|Subhendu Khatuya||IIT KHARAGPUR, India|
|Niloy Ganguly||Indian Institute of Technology Kharagpur, India|
|Jayanta Basak||NetApp India Pvt. Ltd., India|
|Madhumita Bharde||Expert Technologist, India|
|Bivas Mitra||Indian Institute of Technology Kharagpur, India|
A large population of users gets affected by sudden slowdown or shutdown of an enterprise application. System administrators and analysts spend considerable amount of time dealing with functional and performance bugs. These problems are particularly hard to detect and diagnose in most computer systems, since there is a huge amount of system generated supportability data (counters, logs etc.) that need to be analyzed. Most often, there isn't a very clear or obvious root cause. Timely identification of significant change in application behavior is very important to prevent negative impact on the service. In this paper, we present ADELE, an empirical, data-driven methodology for early detection of anomalies in data storage systems.
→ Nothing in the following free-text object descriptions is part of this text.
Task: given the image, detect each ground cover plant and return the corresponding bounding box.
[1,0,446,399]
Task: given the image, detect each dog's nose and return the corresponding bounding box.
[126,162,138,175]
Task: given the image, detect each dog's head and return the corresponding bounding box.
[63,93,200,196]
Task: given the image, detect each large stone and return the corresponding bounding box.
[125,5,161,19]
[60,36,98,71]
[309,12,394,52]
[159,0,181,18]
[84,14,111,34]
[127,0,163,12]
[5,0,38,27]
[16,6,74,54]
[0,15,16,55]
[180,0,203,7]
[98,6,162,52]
The key feature of our solution is diligent selection of features from system logs and development of effective machine learning techniques for anomaly prediction. ADELE learns from system's own history to establish the baseline of normal behavior and gives accurate indications of the time period when something is amiss for a system. Validation on more than 4800 actual support cases shows ∼ 83% true positive rate and ∼ 12% false positive rate in identifying periods when the machine is not performing normally. We also establish the existence of problem "signatures" which help map customer problems to already seen issues in the field. ADELE's capability to predict early paves way for online failure prediction for customer systems.